1) Ubuntu 18.04.3 LTS (GNU/Linux 5.0.0-23-generic aarch64)
Description: Ubuntu 18.04.3 LTS
Release: 18.04

2) ((enable -proposed archive))
linux-generic-hwe-18.04-edge:
  Installed: 5.0.0.23.79
  Candidate: 5.3.0.12.83
  Version table:
     5.3.0.12.83 500
        500 http://ports.ubuntu.com/ubuntu-ports bionic-proposed/main arm64 Packages
 *** 5.0.0.23.79 500
        500 http://ports.ubuntu.com/ubuntu-ports bionic-updates/main arm64 Packages
        100 /var/lib/dpkg/status
     5.0.0.20.76 500
        500 http://ports.ubuntu.com/ubuntu-ports bionic-security/main arm64 Packages

3)
a. install linux-generic-hwe-18.04-edge/bionic-proposed 5.3.0.12.83 arm64 [upgradable from: 5.0.0.23.79]
b. reboot
c. ssh into the system

4)
a. installed linux-generic-hwe-18.04-edge/bionic-proposed
b. system is stuck in a boot loop

```
linux-generic-hwe-18.04-edge/bionic-proposed 5.3.0.12.83 arm64 [upgradable from: 5.0.0.23.79]
  Complete Generic Linux kernel and headers
```

Revision history for this message
Patricia Domingues (patriciasd) wrote :

adding machine console log after 'sudo reboot':
 https://paste.ubuntu.com/p/wYP45XV8xH/

Revision history for this message
dann frazier (dannf) wrote :

I can reproduce.

Moving to 'linux' package because:
 - linux-meta-hwe-edge is a meta package, it doesn't actually provide the kernel
 - While linux-hwe-edge is the package in which we're seeing the bug, the kernel team actually seems to always track such bugs in the 'linux' package from whence it came (i.e. eoan).

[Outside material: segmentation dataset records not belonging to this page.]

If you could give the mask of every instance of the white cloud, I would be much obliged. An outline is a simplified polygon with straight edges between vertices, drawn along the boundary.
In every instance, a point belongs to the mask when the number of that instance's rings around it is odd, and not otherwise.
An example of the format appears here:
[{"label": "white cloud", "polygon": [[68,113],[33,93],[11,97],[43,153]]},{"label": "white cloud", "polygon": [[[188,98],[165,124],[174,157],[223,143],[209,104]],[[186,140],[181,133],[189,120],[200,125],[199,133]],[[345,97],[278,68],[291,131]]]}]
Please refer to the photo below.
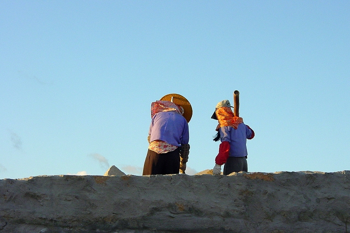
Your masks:
[{"label": "white cloud", "polygon": [[106,169],[110,168],[110,164],[108,162],[107,159],[99,154],[90,154],[89,156],[98,161],[100,164],[102,168]]},{"label": "white cloud", "polygon": [[14,147],[16,149],[20,149],[22,147],[22,141],[16,134],[11,133],[11,142]]}]

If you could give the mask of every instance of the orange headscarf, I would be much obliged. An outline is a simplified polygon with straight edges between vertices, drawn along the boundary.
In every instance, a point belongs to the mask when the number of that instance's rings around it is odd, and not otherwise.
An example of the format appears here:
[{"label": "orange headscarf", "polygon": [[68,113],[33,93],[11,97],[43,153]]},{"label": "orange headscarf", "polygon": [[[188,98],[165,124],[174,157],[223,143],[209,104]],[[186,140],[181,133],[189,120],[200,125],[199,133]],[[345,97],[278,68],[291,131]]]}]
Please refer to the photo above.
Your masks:
[{"label": "orange headscarf", "polygon": [[230,126],[236,129],[238,124],[243,123],[243,118],[235,116],[230,107],[218,108],[215,110],[215,113],[219,123],[216,130],[216,131],[223,126]]}]

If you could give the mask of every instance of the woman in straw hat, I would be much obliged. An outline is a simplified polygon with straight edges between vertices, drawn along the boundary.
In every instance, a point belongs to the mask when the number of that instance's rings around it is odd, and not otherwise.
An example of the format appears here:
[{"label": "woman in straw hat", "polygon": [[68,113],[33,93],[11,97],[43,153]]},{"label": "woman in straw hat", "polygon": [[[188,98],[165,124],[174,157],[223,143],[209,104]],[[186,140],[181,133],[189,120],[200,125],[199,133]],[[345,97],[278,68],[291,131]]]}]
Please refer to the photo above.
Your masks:
[{"label": "woman in straw hat", "polygon": [[172,101],[160,100],[152,104],[152,120],[148,138],[150,145],[142,175],[176,174],[179,170],[184,173],[190,136],[184,114],[184,108]]},{"label": "woman in straw hat", "polygon": [[221,166],[224,164],[224,175],[248,172],[246,140],[254,138],[254,131],[243,123],[242,118],[234,115],[231,108],[227,100],[219,102],[212,116],[218,122],[216,128],[218,134],[214,140],[221,140],[218,154],[215,158],[214,174],[221,174]]}]

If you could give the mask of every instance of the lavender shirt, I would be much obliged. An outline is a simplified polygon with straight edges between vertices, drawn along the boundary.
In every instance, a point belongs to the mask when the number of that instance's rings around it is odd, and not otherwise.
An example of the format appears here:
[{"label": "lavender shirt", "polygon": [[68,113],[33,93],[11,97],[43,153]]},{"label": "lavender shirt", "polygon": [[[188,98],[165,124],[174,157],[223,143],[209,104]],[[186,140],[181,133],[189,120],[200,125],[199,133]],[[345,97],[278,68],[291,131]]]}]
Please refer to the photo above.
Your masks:
[{"label": "lavender shirt", "polygon": [[221,142],[230,142],[230,156],[243,157],[248,155],[246,139],[252,137],[252,130],[244,123],[238,125],[236,130],[229,126],[220,128]]},{"label": "lavender shirt", "polygon": [[154,114],[150,126],[150,142],[162,140],[180,146],[190,140],[186,119],[176,112],[161,112]]}]

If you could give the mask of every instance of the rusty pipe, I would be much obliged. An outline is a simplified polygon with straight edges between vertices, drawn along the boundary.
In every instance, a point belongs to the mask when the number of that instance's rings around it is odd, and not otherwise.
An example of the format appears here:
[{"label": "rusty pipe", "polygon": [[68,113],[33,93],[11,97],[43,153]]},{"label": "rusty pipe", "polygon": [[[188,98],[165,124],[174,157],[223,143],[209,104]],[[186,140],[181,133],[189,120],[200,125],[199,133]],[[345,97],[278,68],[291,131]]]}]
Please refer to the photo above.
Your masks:
[{"label": "rusty pipe", "polygon": [[240,116],[240,92],[234,92],[234,114]]}]

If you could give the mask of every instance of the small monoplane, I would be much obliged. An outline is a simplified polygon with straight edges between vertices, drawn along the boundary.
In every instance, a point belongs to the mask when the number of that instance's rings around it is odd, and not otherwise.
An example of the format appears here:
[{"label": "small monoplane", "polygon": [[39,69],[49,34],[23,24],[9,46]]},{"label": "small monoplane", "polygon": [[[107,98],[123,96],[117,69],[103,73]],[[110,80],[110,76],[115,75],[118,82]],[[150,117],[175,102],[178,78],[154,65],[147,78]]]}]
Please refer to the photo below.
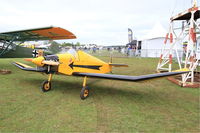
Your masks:
[{"label": "small monoplane", "polygon": [[36,64],[37,67],[33,68],[28,65],[14,62],[13,64],[25,71],[41,72],[49,75],[48,80],[42,84],[42,91],[47,92],[51,90],[51,80],[53,74],[60,73],[71,76],[82,76],[83,88],[80,93],[81,99],[86,99],[89,96],[89,88],[86,86],[87,77],[104,78],[112,80],[124,81],[141,81],[153,78],[172,76],[177,74],[187,73],[188,70],[179,70],[175,72],[156,73],[142,76],[127,76],[107,74],[112,71],[113,67],[128,67],[125,64],[106,63],[92,55],[89,55],[81,50],[75,51],[70,49],[65,54],[40,56],[33,59],[25,59]]}]

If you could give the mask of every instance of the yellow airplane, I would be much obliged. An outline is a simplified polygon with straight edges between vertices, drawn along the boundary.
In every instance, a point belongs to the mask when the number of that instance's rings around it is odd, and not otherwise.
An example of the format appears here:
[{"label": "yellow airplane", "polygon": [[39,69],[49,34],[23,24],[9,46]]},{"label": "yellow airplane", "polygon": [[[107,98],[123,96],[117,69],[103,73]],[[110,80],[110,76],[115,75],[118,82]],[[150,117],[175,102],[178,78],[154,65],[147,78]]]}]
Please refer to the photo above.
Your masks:
[{"label": "yellow airplane", "polygon": [[125,64],[113,64],[106,63],[94,56],[91,56],[81,50],[75,51],[70,49],[65,54],[47,55],[40,56],[34,59],[26,59],[36,64],[36,68],[32,68],[28,65],[14,62],[13,64],[22,70],[42,72],[49,75],[48,80],[42,84],[42,91],[47,92],[51,90],[51,80],[55,73],[72,76],[82,76],[83,88],[80,92],[82,100],[89,96],[90,89],[87,87],[87,77],[113,79],[113,80],[124,80],[124,81],[140,81],[165,76],[172,76],[177,74],[183,74],[189,72],[187,69],[182,69],[175,72],[157,73],[142,76],[127,76],[127,75],[114,75],[107,74],[112,71],[112,67],[128,67]]}]

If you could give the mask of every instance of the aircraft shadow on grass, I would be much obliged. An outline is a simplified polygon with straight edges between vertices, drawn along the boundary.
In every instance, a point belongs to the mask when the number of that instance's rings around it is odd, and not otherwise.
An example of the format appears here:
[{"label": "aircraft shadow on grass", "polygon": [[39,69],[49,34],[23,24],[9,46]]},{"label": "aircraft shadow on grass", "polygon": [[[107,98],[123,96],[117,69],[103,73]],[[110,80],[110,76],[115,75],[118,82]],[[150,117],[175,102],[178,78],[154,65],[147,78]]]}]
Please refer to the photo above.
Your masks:
[{"label": "aircraft shadow on grass", "polygon": [[[137,91],[137,90],[127,90],[127,89],[118,89],[118,88],[113,88],[113,87],[108,87],[108,86],[101,86],[96,84],[100,80],[95,79],[92,82],[88,83],[91,85],[91,93],[90,95],[94,95],[93,99],[95,100],[100,100],[104,97],[126,97],[129,100],[133,100],[135,102],[141,103],[141,102],[153,102],[159,99],[164,100],[162,97],[161,92],[156,92],[156,94],[153,92],[145,92],[145,91]],[[24,82],[27,82],[29,84],[34,85],[35,89],[38,89],[38,86],[41,84],[41,80],[39,79],[25,79]],[[59,80],[59,79],[54,79],[53,81],[55,84],[53,85],[52,93],[54,92],[60,92],[60,93],[69,93],[69,95],[74,95],[77,96],[78,92],[80,92],[80,82],[70,82],[67,80]],[[134,83],[133,83],[134,84]],[[92,89],[95,88],[95,89]],[[145,88],[144,88],[145,89]],[[155,96],[157,95],[157,96]]]}]

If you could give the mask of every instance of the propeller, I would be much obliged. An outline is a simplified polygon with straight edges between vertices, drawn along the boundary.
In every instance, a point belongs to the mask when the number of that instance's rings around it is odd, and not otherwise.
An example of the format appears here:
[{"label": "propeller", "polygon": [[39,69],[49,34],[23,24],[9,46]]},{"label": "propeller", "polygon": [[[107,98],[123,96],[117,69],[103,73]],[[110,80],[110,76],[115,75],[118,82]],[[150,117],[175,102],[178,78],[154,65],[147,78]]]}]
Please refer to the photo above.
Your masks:
[{"label": "propeller", "polygon": [[42,64],[51,65],[51,66],[58,66],[60,63],[59,62],[55,62],[55,61],[44,60],[44,61],[42,61]]}]

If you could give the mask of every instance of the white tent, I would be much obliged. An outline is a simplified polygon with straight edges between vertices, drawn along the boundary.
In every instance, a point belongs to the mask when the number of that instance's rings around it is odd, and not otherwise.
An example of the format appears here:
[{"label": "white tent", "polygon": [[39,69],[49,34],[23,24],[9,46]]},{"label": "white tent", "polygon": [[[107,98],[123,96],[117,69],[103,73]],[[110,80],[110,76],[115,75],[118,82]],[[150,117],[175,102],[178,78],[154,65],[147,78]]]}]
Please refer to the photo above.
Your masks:
[{"label": "white tent", "polygon": [[[168,31],[165,28],[163,28],[160,22],[157,22],[154,25],[154,27],[142,39],[141,56],[160,57],[167,32]],[[168,40],[166,48],[168,49],[169,47],[170,44]]]}]

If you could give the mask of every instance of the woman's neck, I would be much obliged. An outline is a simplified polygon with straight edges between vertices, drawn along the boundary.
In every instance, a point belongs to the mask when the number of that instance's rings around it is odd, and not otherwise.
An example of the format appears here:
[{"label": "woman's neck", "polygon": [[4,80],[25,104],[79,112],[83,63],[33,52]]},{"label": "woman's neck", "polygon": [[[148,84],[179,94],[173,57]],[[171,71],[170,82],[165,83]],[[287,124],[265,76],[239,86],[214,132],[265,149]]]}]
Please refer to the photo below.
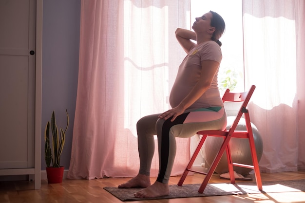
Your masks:
[{"label": "woman's neck", "polygon": [[196,37],[197,46],[211,40],[211,36],[197,36]]}]

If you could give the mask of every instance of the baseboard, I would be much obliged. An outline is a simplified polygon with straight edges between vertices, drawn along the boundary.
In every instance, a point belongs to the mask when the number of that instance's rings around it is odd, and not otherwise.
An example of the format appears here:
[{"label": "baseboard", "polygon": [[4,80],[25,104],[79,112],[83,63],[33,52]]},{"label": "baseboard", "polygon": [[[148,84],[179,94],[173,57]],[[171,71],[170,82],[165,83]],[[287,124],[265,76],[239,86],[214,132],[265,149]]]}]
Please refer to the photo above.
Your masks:
[{"label": "baseboard", "polygon": [[[67,179],[67,175],[68,174],[68,171],[69,171],[69,169],[65,169],[63,171],[63,179]],[[41,180],[48,180],[48,178],[47,177],[47,171],[45,170],[41,170]]]}]

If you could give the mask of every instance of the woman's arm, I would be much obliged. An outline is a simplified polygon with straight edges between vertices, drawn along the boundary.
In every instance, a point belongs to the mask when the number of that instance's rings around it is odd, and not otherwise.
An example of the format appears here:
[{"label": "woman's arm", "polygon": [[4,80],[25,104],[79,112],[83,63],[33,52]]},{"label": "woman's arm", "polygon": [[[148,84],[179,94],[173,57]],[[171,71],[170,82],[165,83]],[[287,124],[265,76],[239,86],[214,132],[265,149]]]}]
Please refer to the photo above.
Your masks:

Changed in linux-meta-hwe-edge (Ubuntu):
status: New → Confirmed
Changed in linux (Ubuntu):
status: New → Confirmed
Revision history for this message
dann frazier (dannf) wrote :

I bisected this down to the following commit, which suggests we need a fix for ThunderX IOMMU config, but can consider disabling ARM_SMMU_DISABLE_BYPASS_BY_DEFAULT until then. To confirm, I verified that 5.3 boots fine with arm-smmu.disable_bypass=n on the cmdline.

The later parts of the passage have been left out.